Merion Square School
The main building housed the Merion Square School, a public school, until 1958, when students, teachers, school bell, and plaque were moved to the new Gladwyne School on the other side of the playground. We bought the property in 1968 and have modernized the building and expanded and improved the grounds several times. A timeline of what GMS has done with the building, which is a Class 1 Historic Property.
The historical records below come from the Gladwyne Library,
and the Lower
Merion Historical Society, which also made the old photographs available.

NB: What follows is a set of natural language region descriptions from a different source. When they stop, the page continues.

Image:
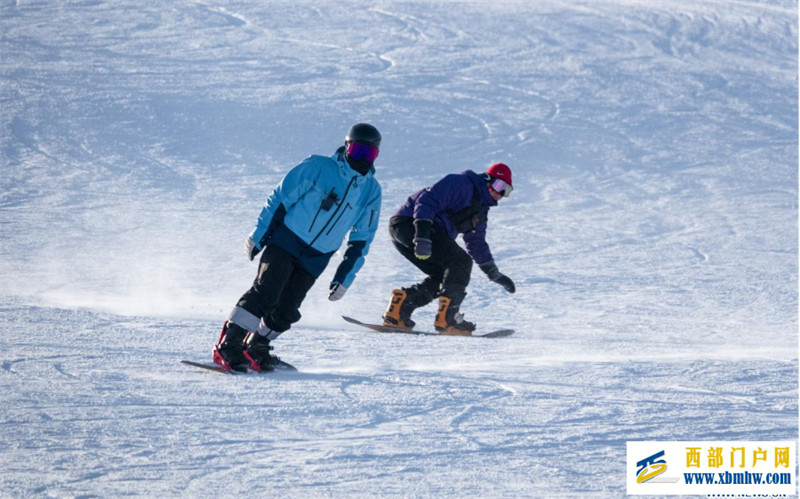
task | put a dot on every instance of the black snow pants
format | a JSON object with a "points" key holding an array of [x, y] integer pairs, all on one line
{"points": [[449, 267], [278, 290]]}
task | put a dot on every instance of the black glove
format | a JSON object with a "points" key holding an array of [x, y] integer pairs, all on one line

The first Merion Square School was built before 1835. In October 1835, the Lower Merion School Board appointed John Phillips as a teacher at $150 for the school term. Oral tradition says there was an earlier Merion Square School on Righters Mill Road c. 1830, but no documentation of this school is known. The 1851 Levering map shows the school on Youngsford Rd. (Reference)
The second Merion Square School building, our present school, was constructed by 1884, with additions in 1910, 1917, and 1929 on the site of the earlier school. [the plaque that was on the front of the building is dated 1884. It was moved to the new Gladwyne School on the other side of the playground when the public school moved there in 1958, but has since been lost.]
Merion Square School (1930)
Since the consolidation of the township
schools Gladwyne has had a substantial stone building of six rooms, with
sanitary toilets, Springfield drinking water and electric lights.
In addition to the school playground, which was
enlarged in 1923 through the purchase of additional ground at a cost of
$4,792.53, the children are permitted to use the large athletic field directly
across the street, as it is owned and has been equipped with playground
apparatus by the township commissioners.
The first addition to this quaint and picturesque building was
erected at a cost of $11,196.94, while modern, sanitary toilet facilities were
installed in 1917 at a cost of $2,923.48. In 1926, a modern oil burning hot air
heating system was erected at a cost of $10,000.00. In 1929, the entire plant
was overhauled, and an addition containing two classrooms, offices, lockers,
showers, a cafeteria, and a fine gymnasium- auditorium was erected by the
Bowden Construction Company, Ralph E. White, of Philadelphia, being the
architect. The total cost of this addition, including enlargement of the heating
plant and other necessary changes, was $83,643.53.
Phone, Ardmore 194
from the Directory 1930-31 / Lower Merion Township / Montgomery County, Pa./ Public Schools p.42.